PyLadies PDX has a great resource for getting started on IRC: Getting Started on IRC – PyLadies PDX Portland, OR – Meetup.
IRC (Internet Relay Chat) is one of those tools that’s essential to many open-source (and other!) development communities, but sometimes intimidating and strange to new arrivals. This is a great guide to what it is, how to get there, and some basic commands.
Most large projects end up having a number of different channels for different subjects — for WordPress, the main #wordpress channel covers all kinds of support (from basic how-tos to site/theme/plugin development), and the others tend to stay very focused on specific areas (#wordpress-dev for core development, not site development; #wordpress-ui for UI team work; #wordpress-sfd for support & documentation team meetings). Other projects may break things up on social vs. work lines, skill levels, or work on particular sub-projects.
Work-oriented IRC channels are generally logged (social ones may or may not be). IRC Logs for the official WordPress channels are at irclogs.wordpress.org — look them up by date, time, and channel if you missed a meeting, or when you need to refer back to a discussion in a ticket.
My first patch to an open-source project was for Dreamwidth, which is a wonderful hosted blogging community built on a fork of the LiveJournal codebase, with an unusual commitment to supporting devs even if they’ve never written a single line of code. If I remember correctly, I added the trailing zeroes to whole-dollar prices in their store so the numbers would line up correctly.

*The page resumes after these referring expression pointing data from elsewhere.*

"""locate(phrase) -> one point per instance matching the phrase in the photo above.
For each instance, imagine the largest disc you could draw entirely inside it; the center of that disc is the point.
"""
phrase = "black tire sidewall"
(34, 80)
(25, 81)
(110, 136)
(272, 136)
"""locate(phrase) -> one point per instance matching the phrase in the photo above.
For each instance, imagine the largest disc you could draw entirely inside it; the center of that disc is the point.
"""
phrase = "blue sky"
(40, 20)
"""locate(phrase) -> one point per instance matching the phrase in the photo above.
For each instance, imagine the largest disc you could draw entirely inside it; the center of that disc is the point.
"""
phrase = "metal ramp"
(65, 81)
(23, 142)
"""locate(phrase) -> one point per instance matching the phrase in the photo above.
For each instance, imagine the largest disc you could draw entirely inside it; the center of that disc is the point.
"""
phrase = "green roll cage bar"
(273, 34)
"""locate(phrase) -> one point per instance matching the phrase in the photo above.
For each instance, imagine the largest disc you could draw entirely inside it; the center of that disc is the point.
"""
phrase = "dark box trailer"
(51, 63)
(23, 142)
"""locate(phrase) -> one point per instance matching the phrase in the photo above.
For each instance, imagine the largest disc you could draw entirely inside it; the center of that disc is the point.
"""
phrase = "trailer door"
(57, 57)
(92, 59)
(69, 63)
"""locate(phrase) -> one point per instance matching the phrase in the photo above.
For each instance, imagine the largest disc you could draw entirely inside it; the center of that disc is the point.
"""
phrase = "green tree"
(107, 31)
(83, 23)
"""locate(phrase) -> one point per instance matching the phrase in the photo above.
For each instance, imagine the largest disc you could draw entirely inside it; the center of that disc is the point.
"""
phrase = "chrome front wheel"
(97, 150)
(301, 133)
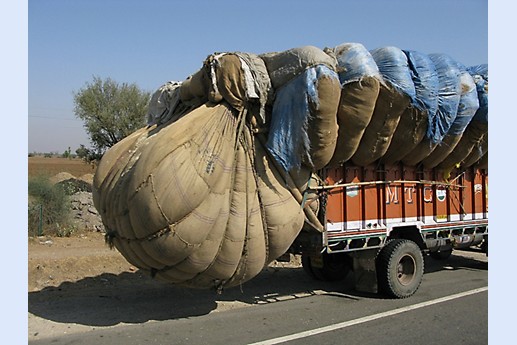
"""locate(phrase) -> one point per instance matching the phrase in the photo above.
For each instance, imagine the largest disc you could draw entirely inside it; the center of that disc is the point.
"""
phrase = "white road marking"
(367, 318)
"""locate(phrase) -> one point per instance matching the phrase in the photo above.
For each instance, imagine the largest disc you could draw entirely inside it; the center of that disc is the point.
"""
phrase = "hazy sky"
(152, 42)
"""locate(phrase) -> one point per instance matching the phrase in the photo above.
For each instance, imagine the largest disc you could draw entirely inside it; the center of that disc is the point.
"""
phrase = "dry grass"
(51, 166)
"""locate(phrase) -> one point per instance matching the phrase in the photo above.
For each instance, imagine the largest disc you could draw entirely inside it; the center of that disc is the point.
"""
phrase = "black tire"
(441, 254)
(400, 268)
(335, 267)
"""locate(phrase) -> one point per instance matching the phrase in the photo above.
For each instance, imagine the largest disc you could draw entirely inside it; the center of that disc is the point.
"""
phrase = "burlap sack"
(471, 140)
(195, 86)
(323, 127)
(378, 134)
(195, 202)
(355, 111)
(286, 65)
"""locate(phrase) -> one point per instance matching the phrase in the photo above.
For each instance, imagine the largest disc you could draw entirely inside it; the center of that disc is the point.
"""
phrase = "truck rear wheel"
(400, 268)
(327, 267)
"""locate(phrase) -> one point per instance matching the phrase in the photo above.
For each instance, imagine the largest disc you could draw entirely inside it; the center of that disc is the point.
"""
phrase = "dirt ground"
(54, 261)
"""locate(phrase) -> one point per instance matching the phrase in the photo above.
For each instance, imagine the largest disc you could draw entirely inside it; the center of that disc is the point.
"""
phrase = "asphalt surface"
(451, 306)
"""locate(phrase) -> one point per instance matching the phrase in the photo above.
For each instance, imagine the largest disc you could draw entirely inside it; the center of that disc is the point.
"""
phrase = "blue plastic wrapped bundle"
(393, 65)
(415, 120)
(475, 138)
(449, 93)
(467, 107)
(480, 75)
(303, 125)
(360, 79)
(354, 63)
(425, 79)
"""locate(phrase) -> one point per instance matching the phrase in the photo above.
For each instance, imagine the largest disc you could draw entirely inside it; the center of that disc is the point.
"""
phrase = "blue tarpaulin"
(425, 79)
(449, 93)
(468, 105)
(393, 65)
(480, 75)
(288, 140)
(355, 62)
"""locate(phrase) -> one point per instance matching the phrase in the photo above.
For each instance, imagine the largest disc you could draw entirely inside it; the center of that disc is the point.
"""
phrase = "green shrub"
(49, 208)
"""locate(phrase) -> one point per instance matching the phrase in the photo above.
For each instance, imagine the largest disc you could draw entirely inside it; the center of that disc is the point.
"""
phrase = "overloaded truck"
(380, 220)
(354, 159)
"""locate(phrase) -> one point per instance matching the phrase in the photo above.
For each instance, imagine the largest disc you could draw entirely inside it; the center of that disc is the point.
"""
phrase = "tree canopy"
(110, 111)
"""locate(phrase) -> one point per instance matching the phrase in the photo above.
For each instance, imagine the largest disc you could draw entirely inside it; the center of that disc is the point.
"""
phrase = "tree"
(110, 111)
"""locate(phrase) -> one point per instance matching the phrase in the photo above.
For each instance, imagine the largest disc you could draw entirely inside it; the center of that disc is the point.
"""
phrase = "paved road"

My first patch to WordPress was one line of CSS changing the width of a table. Some people really hated the change, and anyway, the entire project it was part of eventually got rolled back because it wasn’t going to be ready for release time.
My first WordPress props only came after I signed up for a team and volunteered for a whole new feature, which I never would’ve had the guts to do if I hadn’t dipped my toes in first (and sat in on meetings, and followed lots of tickets, and learned who ask questions of, and generally watched the whole process through a cycle) (also, I got fired up by a WordCamp talk and tweeted to a bunch of people that I wanted to get at least one patch in 3.4, and public commitment is powerful stuff).
Ever since I went to AdaCamp, but really, ever since Dreamwidth, I’ve been really interested in new developers’ experiences. I still consider myself one, for one thing, but also, every dev I know, no matter how amazingly skilled or outwardly confident, has or once had a bit of “am I good enough for core?” And really: tiny patches and openness to learning really are good enough.
If you have a good first-patch story, tell me! Or better yet, put it in your own blog and let me know!